The endpoints reflect an action's lifecycle:
Prepare: This is called just before the action should start and receives the action parameter values and target information.
We can do preparatory work here, but it should not cause harmful side effects.
The most important part is to return a state, which will later be passed to the start and stop endpoint.
Start: When this endpoint is called, we should inject the actual failure.
Status: This endpoint is optional. We can use this to return metrics/artifacts/log messages while the action is running or to indicate the end of the action. As we know the exact duration before the action, we don't need to implement this.

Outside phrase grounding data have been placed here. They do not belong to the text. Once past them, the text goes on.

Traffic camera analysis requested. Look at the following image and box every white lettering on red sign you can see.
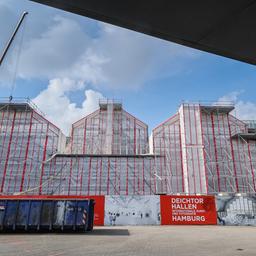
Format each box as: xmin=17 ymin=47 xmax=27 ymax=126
xmin=171 ymin=197 xmax=206 ymax=223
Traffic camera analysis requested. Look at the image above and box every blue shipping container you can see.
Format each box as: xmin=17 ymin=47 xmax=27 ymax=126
xmin=0 ymin=199 xmax=94 ymax=232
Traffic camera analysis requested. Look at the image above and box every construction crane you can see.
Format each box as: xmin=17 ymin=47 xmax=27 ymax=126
xmin=0 ymin=11 xmax=28 ymax=101
xmin=0 ymin=11 xmax=28 ymax=67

Stop: This is called to stop the action and should roll back any effects. It will even be called when the request to start fails for some reason.
Implementing the Prepare endpoint
In the prepare endpoint, we compute the state for the start and stop using the action configuration and target information.
For the Lambda failure injection, extracting the SSM Parameter name and computing its value is the configuration for failure lambda. We implement the prepare handler in extlambda/action.go:
Implementing the Start endpoint
We use the state we get passed in from the prepare lifecycle step and put the failure injection config into the SSM Parameter value using the PutParameter() API call. When the Lambda function is called next time, it picks up that configuration. (start handler in extlambda/action.go)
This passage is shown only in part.